Around the same time, the Gothic nobility, fearful that they might be transferred to the east and never allowed to return, secretly offered to Belisarius the western imperial throne. The Goths knew that Witigis's days as king were few, while at the same time they had great admiration for the Byzantine general, both as a man and as a soldier. When Witigis found out, he provided his support and even sent a message urging him to accept the offer. Belisarius summoned a meeting his generals and the two Imperial ambassadors whom Justinian had sent for the peace negotiations. At the meeting, he asked whether they approved a course of action that did not involve further conflict, while at the same time, achieve the seizure of Ravenna and capture Witigis with all his treasure. The assembly gave their full support to Belisarius's scheme. Then, Belisarius proceeded to accept the proposal and made all pledges required of him, except one about accepting the throne, (Note: Historian Ilkka Syvänne considers that Belisarius took the oath of accepting the throne and suggests that Procopius wanted to avoid the oath-breaker depiction of Belisarius.) which he said he would make in the presence of Witigis and the Goth nobles.

Before entering Ravenna, Belisarius sent the commanders who were ill-disposed toward him (Note: These were the commanders (Bessas, John, Narses the Armenian and Aratius) that took the side of Narses after the Siege of Ariminum.) to different places away from Ravenna with excuse to secure food supplies for the army. At the same time, he sent a Byzantine fleet of cargo ships containing corn and other food supplies to the port of Classe to feed the citizens of Ravenna. In May 540, the gates of Ravenna opened, and Belisarius and his troops entered in triumph, watched by the Goths. Procopius notes that the Goths had described Byzantines as men of great size and exaggerated the size of the Byzantine army to their women, but when their women saw only a small force of ordinary men entering the city, they mocked their husbands for their cowardice. While historical witness records are not available, Belisarius refused the crown, and Witigis and his court were unable to act because by that time the Byzantine army was in control of the city.

== Aftermath ==
Upon hearing of the fall of Ravenna, the last remaining Gothic forces in the region offered their surrender to Belisarius. The town of Caesena also surrendered. Belisarius detained Witigis and other nobles of Gothic aristocracy. He also sent the Goths back to their homes, believing this would stabilize the region by dispersing them in the countryside secured by the Byzantine-controlled cities. Looting was prohibited by his troops, and Goths were allowed to keep all their private property. In mid-summer 540, Belisarius returned to Constantinople with Ravenna's treasury and Witigis as a prisoner. Later commentary by Procopius suggested that Belisarius kept a significant portion of the treasure for himself. Despite the victory over the Goths, the size of the spoils and captives, Justinian refused to give him a triumph as he did for the victory over the Vandals in Africa, presumably over allegations of treason (i.e., disobeying orders and rumors over accepting the crown) against him in the royal court.

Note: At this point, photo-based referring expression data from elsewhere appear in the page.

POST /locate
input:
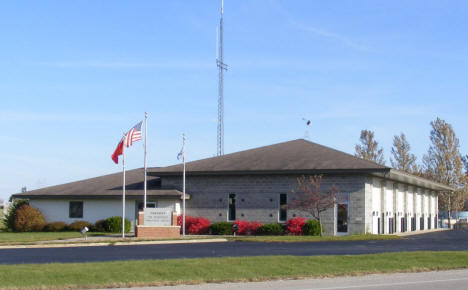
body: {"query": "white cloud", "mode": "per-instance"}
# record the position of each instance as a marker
(331, 35)
(118, 64)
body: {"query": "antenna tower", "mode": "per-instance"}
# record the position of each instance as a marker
(221, 68)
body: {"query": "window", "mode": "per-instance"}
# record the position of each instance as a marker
(76, 209)
(232, 207)
(342, 218)
(283, 207)
(149, 204)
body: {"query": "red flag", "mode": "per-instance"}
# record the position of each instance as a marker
(118, 151)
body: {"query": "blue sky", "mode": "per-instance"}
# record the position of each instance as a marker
(75, 75)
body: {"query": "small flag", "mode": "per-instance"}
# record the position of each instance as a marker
(181, 153)
(133, 135)
(118, 151)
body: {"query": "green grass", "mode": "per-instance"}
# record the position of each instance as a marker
(313, 238)
(189, 271)
(15, 238)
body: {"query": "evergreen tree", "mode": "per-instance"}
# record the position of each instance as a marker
(402, 158)
(369, 148)
(443, 163)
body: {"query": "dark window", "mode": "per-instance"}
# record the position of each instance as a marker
(149, 204)
(76, 209)
(342, 220)
(283, 209)
(232, 207)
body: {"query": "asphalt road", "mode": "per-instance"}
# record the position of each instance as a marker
(437, 241)
(454, 280)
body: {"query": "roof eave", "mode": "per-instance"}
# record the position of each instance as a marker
(275, 172)
(406, 178)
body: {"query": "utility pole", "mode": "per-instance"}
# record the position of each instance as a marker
(221, 68)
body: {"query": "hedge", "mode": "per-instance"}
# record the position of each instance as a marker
(114, 225)
(312, 228)
(221, 228)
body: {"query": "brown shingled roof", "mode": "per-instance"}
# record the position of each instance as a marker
(293, 156)
(104, 186)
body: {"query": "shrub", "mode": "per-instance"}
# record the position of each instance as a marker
(9, 219)
(294, 226)
(78, 225)
(198, 226)
(273, 229)
(99, 226)
(194, 225)
(221, 228)
(55, 227)
(312, 228)
(28, 219)
(242, 227)
(253, 227)
(114, 225)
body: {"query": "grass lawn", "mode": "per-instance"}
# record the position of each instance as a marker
(12, 238)
(313, 238)
(189, 271)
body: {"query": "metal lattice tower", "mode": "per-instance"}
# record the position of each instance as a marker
(221, 67)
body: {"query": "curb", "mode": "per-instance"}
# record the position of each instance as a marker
(103, 244)
(407, 234)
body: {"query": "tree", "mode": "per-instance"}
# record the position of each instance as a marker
(465, 163)
(443, 163)
(308, 197)
(369, 148)
(402, 158)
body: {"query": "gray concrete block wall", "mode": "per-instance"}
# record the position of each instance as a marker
(257, 197)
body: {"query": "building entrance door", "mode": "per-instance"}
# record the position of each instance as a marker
(342, 218)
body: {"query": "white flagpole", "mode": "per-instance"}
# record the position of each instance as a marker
(183, 189)
(123, 186)
(146, 132)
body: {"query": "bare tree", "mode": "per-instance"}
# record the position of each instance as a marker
(402, 158)
(465, 163)
(443, 163)
(369, 148)
(308, 197)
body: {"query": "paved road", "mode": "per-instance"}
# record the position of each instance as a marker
(453, 280)
(438, 241)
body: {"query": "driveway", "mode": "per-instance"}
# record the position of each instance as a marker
(455, 240)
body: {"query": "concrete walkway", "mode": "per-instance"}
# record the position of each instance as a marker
(99, 241)
(454, 280)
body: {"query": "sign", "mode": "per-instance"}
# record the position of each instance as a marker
(157, 217)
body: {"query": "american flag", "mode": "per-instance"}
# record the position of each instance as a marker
(133, 135)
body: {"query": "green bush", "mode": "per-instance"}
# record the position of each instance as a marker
(114, 225)
(9, 219)
(55, 227)
(99, 226)
(274, 229)
(78, 225)
(221, 228)
(28, 219)
(312, 228)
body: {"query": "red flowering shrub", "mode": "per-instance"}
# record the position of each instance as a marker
(253, 227)
(294, 226)
(243, 227)
(194, 225)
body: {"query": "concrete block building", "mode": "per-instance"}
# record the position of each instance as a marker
(258, 185)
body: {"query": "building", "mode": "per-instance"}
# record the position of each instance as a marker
(257, 185)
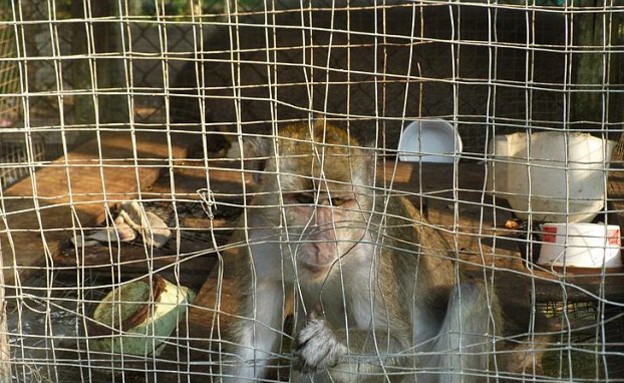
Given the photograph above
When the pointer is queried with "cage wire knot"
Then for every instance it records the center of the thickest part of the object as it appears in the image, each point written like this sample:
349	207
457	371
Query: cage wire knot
208	201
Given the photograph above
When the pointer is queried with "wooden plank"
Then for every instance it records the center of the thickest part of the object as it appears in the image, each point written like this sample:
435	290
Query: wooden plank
43	210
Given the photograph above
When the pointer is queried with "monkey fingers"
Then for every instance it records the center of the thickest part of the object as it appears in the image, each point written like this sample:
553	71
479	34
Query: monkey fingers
317	347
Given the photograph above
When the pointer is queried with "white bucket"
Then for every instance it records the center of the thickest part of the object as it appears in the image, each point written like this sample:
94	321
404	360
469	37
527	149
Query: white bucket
585	245
560	188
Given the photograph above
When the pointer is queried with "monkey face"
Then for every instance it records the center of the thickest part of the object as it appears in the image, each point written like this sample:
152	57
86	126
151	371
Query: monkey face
324	224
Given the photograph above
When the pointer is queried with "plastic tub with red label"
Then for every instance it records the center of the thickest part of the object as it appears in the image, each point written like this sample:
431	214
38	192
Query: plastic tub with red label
583	245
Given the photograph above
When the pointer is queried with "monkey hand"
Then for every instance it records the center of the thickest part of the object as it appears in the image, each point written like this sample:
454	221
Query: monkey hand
317	347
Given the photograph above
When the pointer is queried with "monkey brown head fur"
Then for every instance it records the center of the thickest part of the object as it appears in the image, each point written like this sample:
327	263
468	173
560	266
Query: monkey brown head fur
316	185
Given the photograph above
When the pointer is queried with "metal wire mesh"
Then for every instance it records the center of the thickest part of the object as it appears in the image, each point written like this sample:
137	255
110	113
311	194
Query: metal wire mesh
132	174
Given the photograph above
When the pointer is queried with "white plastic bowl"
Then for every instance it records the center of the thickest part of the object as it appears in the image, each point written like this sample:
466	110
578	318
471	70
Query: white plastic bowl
567	174
429	140
584	245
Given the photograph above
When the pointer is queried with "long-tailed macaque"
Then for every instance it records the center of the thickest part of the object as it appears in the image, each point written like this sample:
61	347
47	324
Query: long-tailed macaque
378	295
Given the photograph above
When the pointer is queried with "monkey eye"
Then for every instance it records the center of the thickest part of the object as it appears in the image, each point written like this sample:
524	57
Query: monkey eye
305	198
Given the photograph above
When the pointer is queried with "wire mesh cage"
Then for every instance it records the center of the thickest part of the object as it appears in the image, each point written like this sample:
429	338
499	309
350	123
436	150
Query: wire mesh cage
311	191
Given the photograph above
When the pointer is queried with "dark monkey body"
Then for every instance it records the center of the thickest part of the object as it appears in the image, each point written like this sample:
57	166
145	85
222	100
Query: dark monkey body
379	296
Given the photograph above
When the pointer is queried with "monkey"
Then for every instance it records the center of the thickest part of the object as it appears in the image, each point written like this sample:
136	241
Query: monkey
379	294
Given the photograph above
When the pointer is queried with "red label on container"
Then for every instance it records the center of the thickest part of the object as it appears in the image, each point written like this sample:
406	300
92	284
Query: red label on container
549	234
614	237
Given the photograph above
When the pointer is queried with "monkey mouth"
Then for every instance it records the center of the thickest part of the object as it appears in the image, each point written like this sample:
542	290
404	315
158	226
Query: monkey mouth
316	268
318	258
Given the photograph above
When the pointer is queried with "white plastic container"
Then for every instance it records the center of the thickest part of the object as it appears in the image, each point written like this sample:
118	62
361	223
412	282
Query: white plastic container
559	187
429	140
584	245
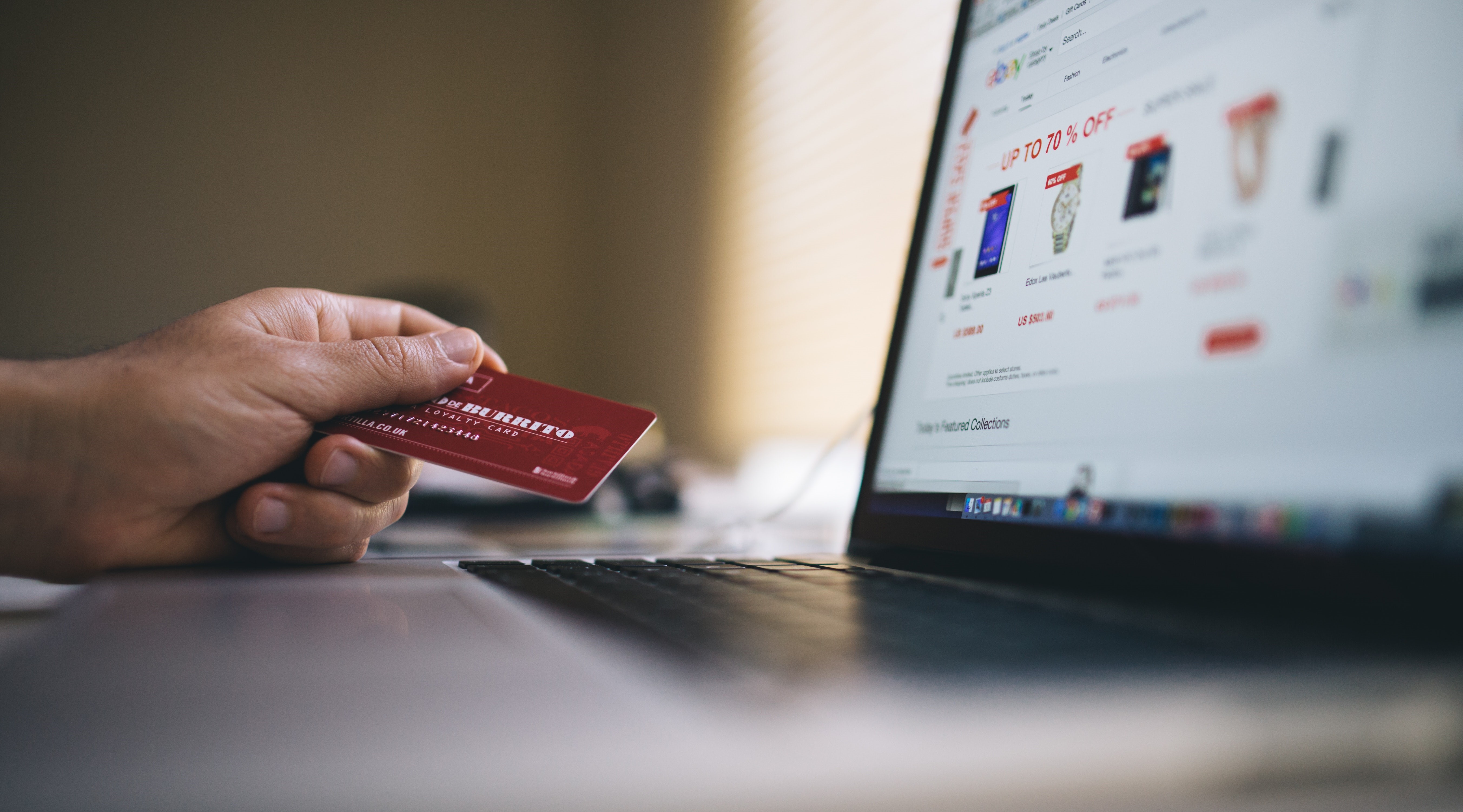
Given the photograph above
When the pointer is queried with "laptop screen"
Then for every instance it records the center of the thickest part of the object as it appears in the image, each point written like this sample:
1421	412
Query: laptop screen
1190	270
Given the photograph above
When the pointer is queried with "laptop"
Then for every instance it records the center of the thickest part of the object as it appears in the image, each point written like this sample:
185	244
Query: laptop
1162	504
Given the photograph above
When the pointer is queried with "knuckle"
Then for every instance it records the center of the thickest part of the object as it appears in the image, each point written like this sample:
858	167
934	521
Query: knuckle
390	355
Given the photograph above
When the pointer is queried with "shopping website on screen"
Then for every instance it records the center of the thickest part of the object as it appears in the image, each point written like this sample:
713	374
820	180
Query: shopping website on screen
1193	254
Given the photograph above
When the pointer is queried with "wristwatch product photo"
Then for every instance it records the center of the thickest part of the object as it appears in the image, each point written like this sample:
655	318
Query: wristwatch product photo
1064	211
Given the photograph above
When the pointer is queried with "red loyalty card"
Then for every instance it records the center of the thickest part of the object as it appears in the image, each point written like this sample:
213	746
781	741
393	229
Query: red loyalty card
511	429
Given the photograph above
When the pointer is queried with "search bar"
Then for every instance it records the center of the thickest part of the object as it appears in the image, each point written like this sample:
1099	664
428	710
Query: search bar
1099	22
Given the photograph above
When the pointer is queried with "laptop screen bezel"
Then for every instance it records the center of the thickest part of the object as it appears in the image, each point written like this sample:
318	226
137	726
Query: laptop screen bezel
1097	558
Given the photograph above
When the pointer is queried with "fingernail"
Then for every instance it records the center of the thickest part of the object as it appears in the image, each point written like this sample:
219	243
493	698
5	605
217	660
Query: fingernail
492	359
460	344
271	516
339	470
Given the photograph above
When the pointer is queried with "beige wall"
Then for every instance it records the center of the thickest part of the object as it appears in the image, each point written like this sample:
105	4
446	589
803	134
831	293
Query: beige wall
542	157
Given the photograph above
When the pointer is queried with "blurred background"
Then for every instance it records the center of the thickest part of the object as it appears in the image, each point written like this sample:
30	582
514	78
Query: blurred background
695	205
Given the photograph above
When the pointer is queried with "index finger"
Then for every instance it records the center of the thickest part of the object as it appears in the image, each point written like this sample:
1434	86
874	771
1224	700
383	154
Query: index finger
371	318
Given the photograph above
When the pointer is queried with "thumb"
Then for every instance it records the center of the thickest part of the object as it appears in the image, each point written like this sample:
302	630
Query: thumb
349	377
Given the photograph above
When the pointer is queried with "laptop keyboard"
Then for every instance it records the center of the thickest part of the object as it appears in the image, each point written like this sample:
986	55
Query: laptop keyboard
797	615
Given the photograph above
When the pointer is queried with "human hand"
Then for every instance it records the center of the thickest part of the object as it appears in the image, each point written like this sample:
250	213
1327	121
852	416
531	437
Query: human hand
151	454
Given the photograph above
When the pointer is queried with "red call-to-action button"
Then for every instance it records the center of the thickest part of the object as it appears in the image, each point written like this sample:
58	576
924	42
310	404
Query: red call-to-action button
969	122
1145	147
1259	106
1233	339
1070	173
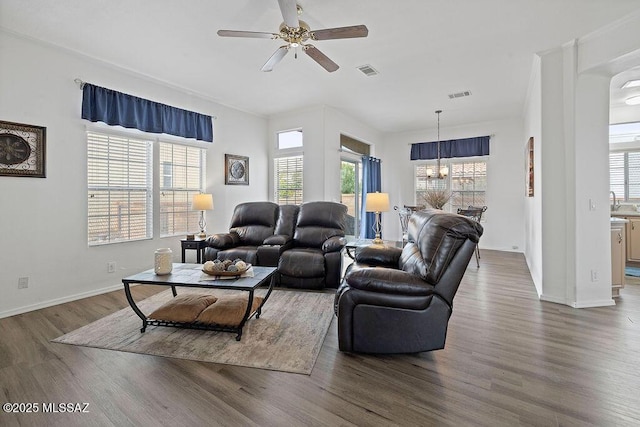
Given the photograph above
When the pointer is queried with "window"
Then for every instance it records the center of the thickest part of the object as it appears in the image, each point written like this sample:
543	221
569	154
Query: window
182	169
288	180
288	171
467	183
350	183
289	139
119	188
624	175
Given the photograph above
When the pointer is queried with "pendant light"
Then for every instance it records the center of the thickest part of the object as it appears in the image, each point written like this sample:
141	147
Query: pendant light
442	171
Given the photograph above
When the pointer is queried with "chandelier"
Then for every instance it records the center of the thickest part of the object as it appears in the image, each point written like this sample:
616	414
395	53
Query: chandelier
442	171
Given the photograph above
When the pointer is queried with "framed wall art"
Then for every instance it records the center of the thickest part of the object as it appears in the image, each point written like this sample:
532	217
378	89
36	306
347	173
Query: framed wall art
529	167
22	150
236	170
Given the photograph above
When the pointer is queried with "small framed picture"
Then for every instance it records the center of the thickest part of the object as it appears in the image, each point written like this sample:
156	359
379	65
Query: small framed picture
22	150
236	170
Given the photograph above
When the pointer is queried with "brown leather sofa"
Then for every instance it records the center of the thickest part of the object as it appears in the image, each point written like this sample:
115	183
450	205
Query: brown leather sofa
400	300
304	242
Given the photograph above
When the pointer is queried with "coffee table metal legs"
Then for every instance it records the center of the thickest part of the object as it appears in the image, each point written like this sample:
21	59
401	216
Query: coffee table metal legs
237	329
132	303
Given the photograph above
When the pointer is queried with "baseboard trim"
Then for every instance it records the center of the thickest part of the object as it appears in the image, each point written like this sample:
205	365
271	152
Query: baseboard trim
592	304
50	303
581	304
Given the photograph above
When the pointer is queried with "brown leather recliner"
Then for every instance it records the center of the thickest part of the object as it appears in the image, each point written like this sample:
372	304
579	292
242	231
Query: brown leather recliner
314	260
400	300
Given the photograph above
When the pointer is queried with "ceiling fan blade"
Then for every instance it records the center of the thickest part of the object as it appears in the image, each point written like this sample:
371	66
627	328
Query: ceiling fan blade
320	58
275	58
249	34
340	33
289	11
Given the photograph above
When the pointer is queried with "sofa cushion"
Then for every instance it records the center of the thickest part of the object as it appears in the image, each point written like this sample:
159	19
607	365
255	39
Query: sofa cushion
302	262
183	308
254	221
248	254
428	257
318	221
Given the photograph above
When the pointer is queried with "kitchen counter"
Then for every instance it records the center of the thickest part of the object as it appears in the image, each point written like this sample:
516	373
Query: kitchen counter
618	220
618	214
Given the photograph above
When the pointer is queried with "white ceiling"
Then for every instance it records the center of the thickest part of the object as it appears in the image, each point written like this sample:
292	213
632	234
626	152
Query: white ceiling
423	49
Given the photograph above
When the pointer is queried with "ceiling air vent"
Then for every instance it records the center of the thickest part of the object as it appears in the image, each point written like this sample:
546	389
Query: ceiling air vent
368	70
460	94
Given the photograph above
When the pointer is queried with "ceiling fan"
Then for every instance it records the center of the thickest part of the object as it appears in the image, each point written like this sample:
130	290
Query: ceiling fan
296	33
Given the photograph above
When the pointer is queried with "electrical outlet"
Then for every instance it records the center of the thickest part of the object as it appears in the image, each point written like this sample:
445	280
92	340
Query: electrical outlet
23	282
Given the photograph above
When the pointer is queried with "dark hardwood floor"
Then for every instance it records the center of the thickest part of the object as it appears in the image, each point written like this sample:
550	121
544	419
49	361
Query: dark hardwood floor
510	359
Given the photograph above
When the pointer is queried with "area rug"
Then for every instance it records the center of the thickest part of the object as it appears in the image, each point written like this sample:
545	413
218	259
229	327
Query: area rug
632	271
287	336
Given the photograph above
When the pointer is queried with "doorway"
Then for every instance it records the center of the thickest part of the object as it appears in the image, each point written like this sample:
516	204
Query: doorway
350	184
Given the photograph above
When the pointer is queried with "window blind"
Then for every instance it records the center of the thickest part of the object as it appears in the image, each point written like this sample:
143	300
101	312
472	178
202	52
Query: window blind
467	182
119	189
182	176
288	180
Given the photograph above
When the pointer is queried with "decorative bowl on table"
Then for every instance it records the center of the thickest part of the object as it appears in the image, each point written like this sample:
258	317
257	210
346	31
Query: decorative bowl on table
225	268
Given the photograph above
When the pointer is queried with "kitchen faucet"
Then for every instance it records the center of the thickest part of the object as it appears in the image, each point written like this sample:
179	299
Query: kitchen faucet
616	204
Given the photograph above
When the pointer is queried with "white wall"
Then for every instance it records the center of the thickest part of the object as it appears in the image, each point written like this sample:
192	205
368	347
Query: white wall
569	107
43	221
321	128
504	226
533	205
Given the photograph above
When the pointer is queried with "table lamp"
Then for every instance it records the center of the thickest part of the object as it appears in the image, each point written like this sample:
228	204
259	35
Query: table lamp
202	202
377	202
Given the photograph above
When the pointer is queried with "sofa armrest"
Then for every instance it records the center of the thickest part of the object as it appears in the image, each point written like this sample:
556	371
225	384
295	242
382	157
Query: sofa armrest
377	255
387	281
223	240
334	244
277	239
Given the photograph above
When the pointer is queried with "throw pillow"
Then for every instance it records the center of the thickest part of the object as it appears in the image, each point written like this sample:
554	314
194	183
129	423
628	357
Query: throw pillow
183	308
228	310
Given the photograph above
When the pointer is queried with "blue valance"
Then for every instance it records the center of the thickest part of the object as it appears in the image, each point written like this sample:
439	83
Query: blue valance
467	147
116	108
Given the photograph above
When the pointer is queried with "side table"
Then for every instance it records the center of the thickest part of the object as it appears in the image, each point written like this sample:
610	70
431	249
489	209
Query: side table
353	244
196	244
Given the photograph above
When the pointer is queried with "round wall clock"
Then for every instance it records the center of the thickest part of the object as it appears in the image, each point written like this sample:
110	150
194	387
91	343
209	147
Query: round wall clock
13	149
22	150
236	170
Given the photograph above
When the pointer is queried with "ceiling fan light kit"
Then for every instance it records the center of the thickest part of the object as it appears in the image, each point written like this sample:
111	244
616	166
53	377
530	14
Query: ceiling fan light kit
296	33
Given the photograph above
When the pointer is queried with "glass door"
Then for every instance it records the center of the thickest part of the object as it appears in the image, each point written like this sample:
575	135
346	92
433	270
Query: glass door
350	182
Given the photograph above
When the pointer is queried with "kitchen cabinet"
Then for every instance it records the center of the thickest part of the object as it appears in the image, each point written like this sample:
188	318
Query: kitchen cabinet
633	239
618	258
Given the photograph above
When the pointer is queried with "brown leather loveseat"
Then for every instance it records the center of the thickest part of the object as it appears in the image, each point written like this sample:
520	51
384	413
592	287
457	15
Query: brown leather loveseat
304	242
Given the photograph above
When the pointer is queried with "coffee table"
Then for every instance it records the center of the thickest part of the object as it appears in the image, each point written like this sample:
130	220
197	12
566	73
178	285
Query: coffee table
191	276
353	244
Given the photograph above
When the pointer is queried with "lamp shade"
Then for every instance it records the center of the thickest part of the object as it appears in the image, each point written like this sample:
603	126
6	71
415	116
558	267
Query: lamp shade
377	202
202	202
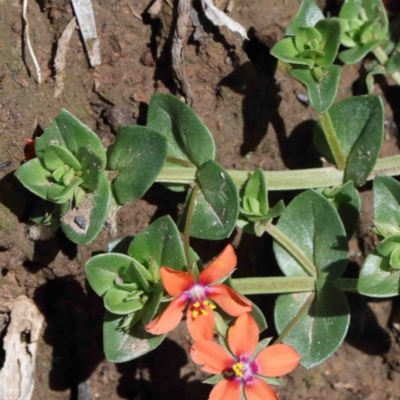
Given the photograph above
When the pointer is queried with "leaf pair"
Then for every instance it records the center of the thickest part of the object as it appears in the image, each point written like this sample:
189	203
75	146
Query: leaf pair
358	122
310	48
380	273
131	288
315	229
216	206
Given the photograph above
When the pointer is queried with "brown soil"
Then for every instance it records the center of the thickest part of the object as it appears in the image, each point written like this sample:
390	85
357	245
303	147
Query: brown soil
257	121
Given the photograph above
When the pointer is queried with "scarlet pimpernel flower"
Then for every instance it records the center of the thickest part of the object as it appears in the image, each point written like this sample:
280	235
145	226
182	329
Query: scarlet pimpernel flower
244	370
198	297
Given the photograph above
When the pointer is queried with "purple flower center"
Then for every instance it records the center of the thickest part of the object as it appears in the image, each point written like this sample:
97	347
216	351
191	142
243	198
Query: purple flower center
243	370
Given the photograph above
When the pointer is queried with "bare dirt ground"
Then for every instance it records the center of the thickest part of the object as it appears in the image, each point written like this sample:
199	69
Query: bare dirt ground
257	121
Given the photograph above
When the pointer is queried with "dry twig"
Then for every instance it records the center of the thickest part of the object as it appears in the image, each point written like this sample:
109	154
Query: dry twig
28	42
177	48
59	61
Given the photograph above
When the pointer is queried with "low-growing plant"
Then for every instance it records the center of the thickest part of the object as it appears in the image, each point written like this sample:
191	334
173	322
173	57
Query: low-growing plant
149	283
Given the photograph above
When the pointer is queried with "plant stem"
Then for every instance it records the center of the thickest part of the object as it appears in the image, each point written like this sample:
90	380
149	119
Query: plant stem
289	246
296	319
333	140
286	180
178	161
286	284
188	224
382	57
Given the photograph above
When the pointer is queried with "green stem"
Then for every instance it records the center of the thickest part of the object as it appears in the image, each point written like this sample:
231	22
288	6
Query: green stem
286	180
333	140
188	224
286	284
178	161
382	57
289	246
296	319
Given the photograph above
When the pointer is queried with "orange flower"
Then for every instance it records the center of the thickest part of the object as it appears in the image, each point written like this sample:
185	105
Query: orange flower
244	370
197	295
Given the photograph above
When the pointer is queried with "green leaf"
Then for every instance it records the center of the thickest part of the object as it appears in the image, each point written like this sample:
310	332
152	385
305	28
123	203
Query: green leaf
153	303
161	243
255	198
314	226
217	204
377	278
320	330
122	346
103	270
118	301
356	54
55	156
321	92
358	122
82	224
34	177
386	192
67	130
138	154
308	15
346	200
137	272
286	50
187	137
330	32
92	168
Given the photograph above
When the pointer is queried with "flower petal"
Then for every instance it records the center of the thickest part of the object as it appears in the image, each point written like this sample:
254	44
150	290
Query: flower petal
277	360
228	299
221	267
176	282
226	389
169	319
201	327
214	358
243	336
259	390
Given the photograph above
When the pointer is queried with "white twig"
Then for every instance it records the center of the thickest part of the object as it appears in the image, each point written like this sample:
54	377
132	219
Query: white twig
59	60
28	42
84	14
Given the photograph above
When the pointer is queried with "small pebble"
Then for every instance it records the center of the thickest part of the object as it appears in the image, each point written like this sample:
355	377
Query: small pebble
147	59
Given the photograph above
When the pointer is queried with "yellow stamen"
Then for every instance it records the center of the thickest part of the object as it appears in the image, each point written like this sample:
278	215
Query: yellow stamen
237	369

By the end of 540, the first phase of the Gothic War was over, with most of Italy under Byzantine control. However, a plague spread through the empire, killing a third of the population, and the subsequent Persian Wars weakened Byzantine power. The premature (Note: Historian John Bury argues that Belisarius could have a complete victory over the Goths within "a few months.") departure of Belisarius and the failure of Justinian in appointing a sole commander-in-chief for his Italian forces, reignited the Gothic resistance and prolonged the Gothic War by more than a decade.